Data Warehouses and Lakes
Databases are typically used by applications to store several types of data that are used by the users of the application. Applications need to frequently read and write data from and to a database. For example, an online shopping application would store data about products and allow users to browse through products. It allows them to add products to a shopping cart and finally complete a purchase transaction, storing all these transactions also in the database.
While the user is shopping using the application the access to the data needs to be fast, to provide a better user experience.
Most businesses need to perform a lot of analysis of customer, product and transaction data to determine their product and marketing strategy. They would like to know which customers (by location, age, gender and other demographics) are buying what products. To get this information, they need to analyze historic transaction data to determine patterns and trends. If analysis algorithms were to run on the same database that the application is using, it could add a lot of load on the database server, since analytics queries are complex. This could slow down the application performance and spoil the user experience.
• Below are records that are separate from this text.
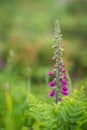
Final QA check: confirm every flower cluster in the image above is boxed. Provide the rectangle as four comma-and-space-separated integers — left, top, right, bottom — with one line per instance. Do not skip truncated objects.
48, 20, 69, 103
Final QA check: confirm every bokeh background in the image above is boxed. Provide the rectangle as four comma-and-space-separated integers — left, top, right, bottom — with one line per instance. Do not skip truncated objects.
0, 0, 87, 101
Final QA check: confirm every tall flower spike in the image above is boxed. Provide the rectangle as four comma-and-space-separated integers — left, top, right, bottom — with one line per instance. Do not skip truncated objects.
48, 20, 69, 103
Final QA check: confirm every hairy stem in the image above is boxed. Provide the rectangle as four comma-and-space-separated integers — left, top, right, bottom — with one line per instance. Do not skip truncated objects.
55, 27, 61, 103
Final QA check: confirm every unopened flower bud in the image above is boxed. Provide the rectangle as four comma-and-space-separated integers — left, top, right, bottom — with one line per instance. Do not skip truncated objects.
62, 63, 65, 67
52, 86, 56, 90
52, 57, 55, 60
59, 76, 63, 80
56, 59, 58, 63
54, 65, 58, 68
53, 51, 57, 55
55, 35, 58, 39
53, 69, 57, 72
61, 68, 66, 73
60, 48, 64, 51
52, 39, 56, 42
52, 45, 57, 48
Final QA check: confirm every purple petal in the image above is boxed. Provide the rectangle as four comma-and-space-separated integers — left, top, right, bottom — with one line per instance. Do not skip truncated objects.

One of the solutions to this challenge is to create a copy of historic transaction data, to be used solely for analysis. Such a copy of the database is known as a Data Warehouse. Data from a data warehouse is only usually read-only and is rarely modified since it must be an accurate copy of the transaction history. All modifications to the data must be made in the primary application database and the data warehouse may be refreshed periodically with the updated transaction data.
The primary application database is referred to as the Online Transaction Processing (OLTP) database. OLTP databases are usually highly optimized for performance, whereas data warehouses may not need to be as highly optimized since performance is important but less so than for an end-user application. Also, OLTP data is usually normalised while data in a data warehouse is often denormalized for faster retrieval (since data insertion or modification is not expected).
Data Warehouses usually store historic data from relational databases which hold structured data, typically used transactional systems, operational databases, and line of business applications. The term Data Lakes is used to refer to databases that store historic data from NoSQL or relatively unstructured OLTP databases such as those used in IoT systems and social media applications. The purpose of Data Warehouses and Data Lakes is the same, to serve as an input for data analysis.